Cases of MM, a relatively rare form of bone marrow cancer, are much higher than average among Minden cancer patients who have submitted medical records, he added.

“We are seeing cases of myeloma and a lymphoma-like picture,” Amjad summarized the results of his study to date. “It’s an unusual form of lymphoma. Most of the people die very fast.”

EPA testing history

In 1984, the West Virginia Division of Natural Resources officials contacted the EPA to report PCB transformers at Shaffer Mine, located on land owned by Berwind Land Co.

EPA agents who tested the area discovered that samples taken from the old Shaffer site showed PCB levels of 250,000 parts per million (ppm). PCB transformers containing 50 ppm are considered hazardous under the Toxic Substances Control Act of 1976. EPA declared the site a “Superfund” site in December 1984.

After a failed $2 million EPA clean-up effort, EPA agents conducted a second clean-up effort by removing soil. At that time, EPA officials told Minden residents that the PCB levels did not present a health risk to their community, based on soil sample results.

The original cleanup was led by Robert Caron, an EPA agent. A federal court judge noted in 1994 that Caron had bungled the effort and lied about his academic record and expertise.

In 1992, EPA agents sealed the site, but residents are concerned that a 2001 flood and subsequent flooding spread PCB contamination to neighborhoods surrounding Shaffer.

Amjad asked Shaffer employees and their family members to contact him to share medical records for the study.

“My impression is (that) anybody who worked long enough on that place and was handling the PCBs, died of cancer,” he said.

He said that he is collecting information on Shaffer employees to broaden the study.

Patients may call 304-252-1600. Medical records may be mailed to 166 George Street, Beckley, WV 25801.

Individual reports

Amjad said residents of Rock Lick, located a few miles upstream from the Shaffer site, may have been impacted by environmental exposure to PCB. Medical records of a 50-year-old Rock Lick man report that he died in 2008 from various forms of cancer. Amjad said the man also displayed the lymphoma-like disease that Amjad has noted in Minden patients.
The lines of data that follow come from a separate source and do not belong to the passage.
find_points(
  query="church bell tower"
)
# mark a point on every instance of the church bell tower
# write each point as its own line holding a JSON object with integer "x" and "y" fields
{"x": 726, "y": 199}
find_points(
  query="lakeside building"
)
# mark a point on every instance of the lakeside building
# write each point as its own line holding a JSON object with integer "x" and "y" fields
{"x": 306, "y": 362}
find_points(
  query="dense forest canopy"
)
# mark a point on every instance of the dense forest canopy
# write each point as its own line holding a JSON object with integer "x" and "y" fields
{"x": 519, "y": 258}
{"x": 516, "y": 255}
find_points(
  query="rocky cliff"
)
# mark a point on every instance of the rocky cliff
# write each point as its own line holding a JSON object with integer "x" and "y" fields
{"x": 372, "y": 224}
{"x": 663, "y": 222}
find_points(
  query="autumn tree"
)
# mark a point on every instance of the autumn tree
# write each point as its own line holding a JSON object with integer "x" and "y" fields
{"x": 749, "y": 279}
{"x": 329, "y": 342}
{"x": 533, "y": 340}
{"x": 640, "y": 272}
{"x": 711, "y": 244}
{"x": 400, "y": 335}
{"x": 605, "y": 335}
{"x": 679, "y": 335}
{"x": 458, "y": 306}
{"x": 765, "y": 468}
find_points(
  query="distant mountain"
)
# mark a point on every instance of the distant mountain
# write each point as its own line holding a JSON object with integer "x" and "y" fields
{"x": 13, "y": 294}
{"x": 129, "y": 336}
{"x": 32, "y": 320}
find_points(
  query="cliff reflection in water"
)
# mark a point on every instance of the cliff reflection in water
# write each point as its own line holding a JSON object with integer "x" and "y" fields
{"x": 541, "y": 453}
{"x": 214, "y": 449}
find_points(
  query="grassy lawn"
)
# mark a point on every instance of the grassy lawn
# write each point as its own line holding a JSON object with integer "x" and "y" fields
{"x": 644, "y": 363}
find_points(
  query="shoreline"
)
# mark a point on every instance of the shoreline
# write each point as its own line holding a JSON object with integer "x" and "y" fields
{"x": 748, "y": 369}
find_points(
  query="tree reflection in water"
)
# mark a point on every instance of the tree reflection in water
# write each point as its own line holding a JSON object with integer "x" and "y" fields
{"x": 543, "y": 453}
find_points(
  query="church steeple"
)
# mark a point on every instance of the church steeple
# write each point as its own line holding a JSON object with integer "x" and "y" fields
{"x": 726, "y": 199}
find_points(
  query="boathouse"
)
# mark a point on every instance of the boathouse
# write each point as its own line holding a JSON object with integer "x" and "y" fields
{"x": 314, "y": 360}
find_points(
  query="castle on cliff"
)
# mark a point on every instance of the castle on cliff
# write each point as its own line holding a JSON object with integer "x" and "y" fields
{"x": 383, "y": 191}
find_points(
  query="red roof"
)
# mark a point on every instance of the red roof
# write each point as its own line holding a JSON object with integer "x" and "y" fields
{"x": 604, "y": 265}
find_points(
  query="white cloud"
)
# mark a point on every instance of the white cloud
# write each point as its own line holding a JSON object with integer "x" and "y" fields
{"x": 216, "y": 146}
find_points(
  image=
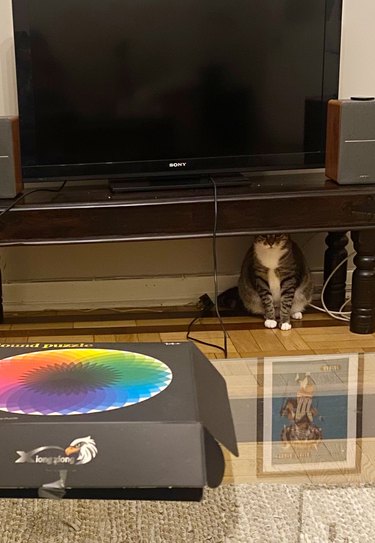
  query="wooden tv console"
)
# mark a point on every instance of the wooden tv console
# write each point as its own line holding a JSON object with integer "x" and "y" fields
{"x": 275, "y": 203}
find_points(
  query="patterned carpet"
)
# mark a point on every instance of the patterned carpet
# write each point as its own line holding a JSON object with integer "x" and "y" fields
{"x": 262, "y": 513}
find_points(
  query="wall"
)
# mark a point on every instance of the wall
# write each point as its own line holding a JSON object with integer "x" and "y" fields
{"x": 158, "y": 273}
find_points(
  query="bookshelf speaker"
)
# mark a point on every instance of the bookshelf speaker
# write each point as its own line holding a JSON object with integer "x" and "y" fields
{"x": 10, "y": 158}
{"x": 350, "y": 149}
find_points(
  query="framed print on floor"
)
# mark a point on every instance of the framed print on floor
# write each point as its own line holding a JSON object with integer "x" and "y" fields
{"x": 308, "y": 414}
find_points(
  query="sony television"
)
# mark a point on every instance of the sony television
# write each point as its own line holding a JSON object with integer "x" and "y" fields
{"x": 173, "y": 90}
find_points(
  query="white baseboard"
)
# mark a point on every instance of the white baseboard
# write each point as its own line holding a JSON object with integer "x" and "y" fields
{"x": 120, "y": 293}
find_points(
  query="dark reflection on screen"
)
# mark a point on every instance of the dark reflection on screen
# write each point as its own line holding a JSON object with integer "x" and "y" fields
{"x": 139, "y": 80}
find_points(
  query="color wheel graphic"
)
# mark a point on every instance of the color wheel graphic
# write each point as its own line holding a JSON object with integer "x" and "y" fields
{"x": 79, "y": 381}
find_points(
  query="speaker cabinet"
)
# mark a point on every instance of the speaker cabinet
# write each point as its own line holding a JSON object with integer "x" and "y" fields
{"x": 10, "y": 158}
{"x": 350, "y": 150}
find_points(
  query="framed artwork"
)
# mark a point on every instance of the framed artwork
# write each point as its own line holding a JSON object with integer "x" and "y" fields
{"x": 308, "y": 414}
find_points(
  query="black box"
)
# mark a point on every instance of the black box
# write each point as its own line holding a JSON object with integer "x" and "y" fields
{"x": 105, "y": 420}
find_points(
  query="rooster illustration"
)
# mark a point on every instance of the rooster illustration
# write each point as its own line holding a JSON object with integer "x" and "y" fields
{"x": 84, "y": 448}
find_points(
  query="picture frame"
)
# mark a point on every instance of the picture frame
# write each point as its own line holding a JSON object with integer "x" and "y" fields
{"x": 309, "y": 414}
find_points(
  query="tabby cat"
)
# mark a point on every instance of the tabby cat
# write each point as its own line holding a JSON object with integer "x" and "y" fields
{"x": 275, "y": 280}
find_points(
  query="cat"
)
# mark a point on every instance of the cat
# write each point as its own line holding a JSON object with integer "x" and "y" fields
{"x": 275, "y": 280}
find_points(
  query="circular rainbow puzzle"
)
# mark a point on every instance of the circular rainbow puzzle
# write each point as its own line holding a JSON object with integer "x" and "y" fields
{"x": 79, "y": 381}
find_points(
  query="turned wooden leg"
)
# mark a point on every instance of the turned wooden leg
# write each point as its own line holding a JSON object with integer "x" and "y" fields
{"x": 363, "y": 287}
{"x": 334, "y": 295}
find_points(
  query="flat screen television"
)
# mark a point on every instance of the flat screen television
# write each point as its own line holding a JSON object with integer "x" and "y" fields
{"x": 131, "y": 90}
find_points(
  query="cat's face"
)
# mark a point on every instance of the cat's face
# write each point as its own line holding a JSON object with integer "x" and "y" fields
{"x": 272, "y": 240}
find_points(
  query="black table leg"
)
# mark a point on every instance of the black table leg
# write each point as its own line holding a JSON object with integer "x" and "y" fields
{"x": 363, "y": 286}
{"x": 334, "y": 295}
{"x": 1, "y": 300}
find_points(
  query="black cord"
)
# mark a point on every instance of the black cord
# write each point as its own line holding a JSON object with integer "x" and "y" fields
{"x": 214, "y": 252}
{"x": 27, "y": 194}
Nina Carson of Minden grew up and still lives in the only predominantly African-American neighborhood in Minden. She reported Tuesday that she wants EPA officials to test all of Minden and to offer personal testing for PCB exposure to all residents.

Carson reported that her father and sister both died of cancer, and that six neighbors also died of cancer. Carson’s house is the third from the Shaffer site.

EPA agents are taking soil samples from only one site in Carson’s neighborhood, according to Headwaters Defense, a community action group.

“There are several people that have died of cancer here in the black community, and the whole thing, in a nutshell, is where Shaffer’s is,” Carson said. “We went down through Shaffer’s for years to get to the post office. People’s children played down through there.”

A crafter, Carson said she often picked flowers and looked for slate at Shaffer’s.

“We did that for years,” she said. “So I feel like everybody down here should be tested, because everybody went down through that mine a lot.”

EPA sampling

EPA officials told The Register-Herald Tuesday that its agents are sampling properties directly adjacent to Arbuckle Creek. The first sampling round will be on the Shaffer site and extend one mile along the creekbed.

“Additional sampling will occur if exceedances of the screening levels are seen in this round of sampling,” said Joan Schafer, EPA senior adviser for the Philadelphia office. “Arbuckle Creek is the main historic pathway for contamination to move from the site, prior to EPA’s removal actions.”

Schafer said EPA agents have gone door-to-door to identify parcels that “may not have returned access agreements and that should have received requests.”

She said the process is “stepwise in nature” and that agents will “continue to assess additional areas for potential contamination.”

Citizens may submit testing requests for potentially contaminated lots to Melissa Linden, 1650 Arch St., Mailcode 3HS32, Philadelphia, PA 19103.